International advocacy group Human Rights Watch (HRW) believes security forces in Burkina Faso summarily executed 31 unarmed detainees earlier this month during operations against Islamist militants.
The bullet-riddled bodies of the Fulani men were found in Djibo on April 9, after they were arrested by security forces and taken away witnesses and people with knowledge of the situation told HRW.
A government spokesman did not respond to repeated requests from Reuters for comment about the incident, including questions about HRW’s report.
The day after the incident, a researcher from Amnesty International tweeted that, according to multiple witnesses, security forces executed 29 men in Djibo.
Government is struggling to contain jihadist groups in northern Burkina Faso who stoke ethnic conflict by associating with Fulani herders. As a result, Fulani civilians bear the brunt of reprisals by soldiers and vigilantes, rights groups say.
Since 2017, armed Islamist groups, some with ties to al Qaeda and Islamic State, killed more than 300 civilians in Burkina Faso, while government killed several hundred men for alleged support of these groups, according to HRW.
Burkinabe officials promise to investigate allegations previously. Rights groups say government has not done enough to hold perpetrators accountable.

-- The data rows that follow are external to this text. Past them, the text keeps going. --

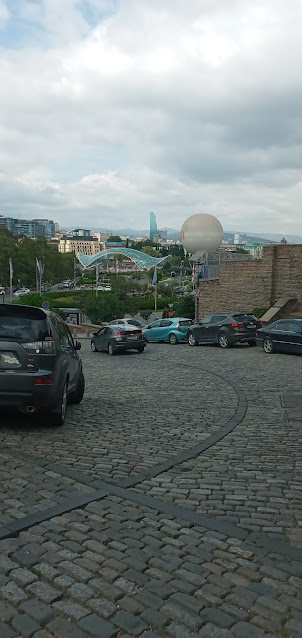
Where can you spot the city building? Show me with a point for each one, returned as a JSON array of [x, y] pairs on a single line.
[[84, 244], [153, 226], [29, 227]]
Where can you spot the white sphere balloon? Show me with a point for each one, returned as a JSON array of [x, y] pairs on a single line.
[[201, 233]]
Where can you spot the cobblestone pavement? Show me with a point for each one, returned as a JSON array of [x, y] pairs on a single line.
[[207, 546]]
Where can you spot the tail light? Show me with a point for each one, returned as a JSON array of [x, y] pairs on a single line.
[[39, 347], [43, 381]]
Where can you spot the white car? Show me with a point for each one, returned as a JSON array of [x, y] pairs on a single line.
[[21, 292]]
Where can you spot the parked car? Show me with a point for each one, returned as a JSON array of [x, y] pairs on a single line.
[[281, 336], [40, 368], [22, 292], [117, 339], [126, 322], [171, 330], [225, 328]]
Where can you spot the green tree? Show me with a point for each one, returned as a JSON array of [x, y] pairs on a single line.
[[149, 250], [186, 307]]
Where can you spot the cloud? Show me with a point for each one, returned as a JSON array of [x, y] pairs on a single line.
[[112, 109]]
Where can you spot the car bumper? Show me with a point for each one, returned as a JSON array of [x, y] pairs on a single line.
[[20, 390]]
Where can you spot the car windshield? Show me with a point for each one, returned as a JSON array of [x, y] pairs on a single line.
[[27, 326]]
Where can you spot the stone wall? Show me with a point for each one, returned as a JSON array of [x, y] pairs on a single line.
[[254, 284]]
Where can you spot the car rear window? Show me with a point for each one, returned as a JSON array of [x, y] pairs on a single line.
[[244, 317], [23, 324]]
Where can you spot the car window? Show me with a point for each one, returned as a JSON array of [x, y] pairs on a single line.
[[218, 318], [293, 326], [242, 316], [281, 326]]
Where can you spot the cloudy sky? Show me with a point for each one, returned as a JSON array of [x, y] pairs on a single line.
[[112, 108]]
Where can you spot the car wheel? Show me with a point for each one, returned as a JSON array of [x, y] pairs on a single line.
[[223, 340], [111, 349], [192, 340], [58, 416], [77, 395], [268, 346]]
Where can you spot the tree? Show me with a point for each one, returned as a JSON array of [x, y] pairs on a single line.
[[148, 250]]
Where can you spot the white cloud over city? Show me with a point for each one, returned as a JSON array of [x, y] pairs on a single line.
[[110, 109]]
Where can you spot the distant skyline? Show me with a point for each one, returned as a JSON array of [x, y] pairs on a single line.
[[114, 108]]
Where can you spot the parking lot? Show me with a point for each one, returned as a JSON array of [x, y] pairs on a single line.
[[169, 504]]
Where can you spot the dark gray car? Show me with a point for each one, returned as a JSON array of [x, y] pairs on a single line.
[[225, 328], [39, 363], [117, 339]]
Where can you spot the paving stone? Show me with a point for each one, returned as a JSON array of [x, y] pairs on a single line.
[[36, 609], [61, 628], [45, 592], [132, 624], [101, 606], [6, 631], [25, 625], [246, 630]]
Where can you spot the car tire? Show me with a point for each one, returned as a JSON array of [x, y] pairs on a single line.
[[192, 339], [58, 415], [268, 346], [223, 340], [77, 395], [111, 349]]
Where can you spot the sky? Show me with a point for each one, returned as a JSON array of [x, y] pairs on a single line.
[[111, 109]]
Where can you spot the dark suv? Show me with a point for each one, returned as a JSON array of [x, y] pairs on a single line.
[[39, 364], [225, 328]]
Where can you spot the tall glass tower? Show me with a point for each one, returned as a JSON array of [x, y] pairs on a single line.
[[153, 226]]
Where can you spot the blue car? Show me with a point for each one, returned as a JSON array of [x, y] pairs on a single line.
[[171, 330]]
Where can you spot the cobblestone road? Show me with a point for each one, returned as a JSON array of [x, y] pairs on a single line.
[[107, 530]]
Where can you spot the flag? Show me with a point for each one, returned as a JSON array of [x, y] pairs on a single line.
[[154, 280]]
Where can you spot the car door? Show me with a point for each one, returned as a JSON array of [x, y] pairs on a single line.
[[294, 336], [68, 352], [279, 335], [99, 339], [164, 329], [152, 331], [202, 329], [214, 328]]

“Burkinabe security forces apparently executed 31 men in a brutal mockery of a counter-terrorism operation that may amount to a war crime and could fuel further atrocities,” said Corinne Dufka, HRW’s director for the Sahel region in West Africa.
“Government should stop abuse, fully investigate this incident and commit to a rights-respecting counter-terrorism strategy,” Dufka said in the report.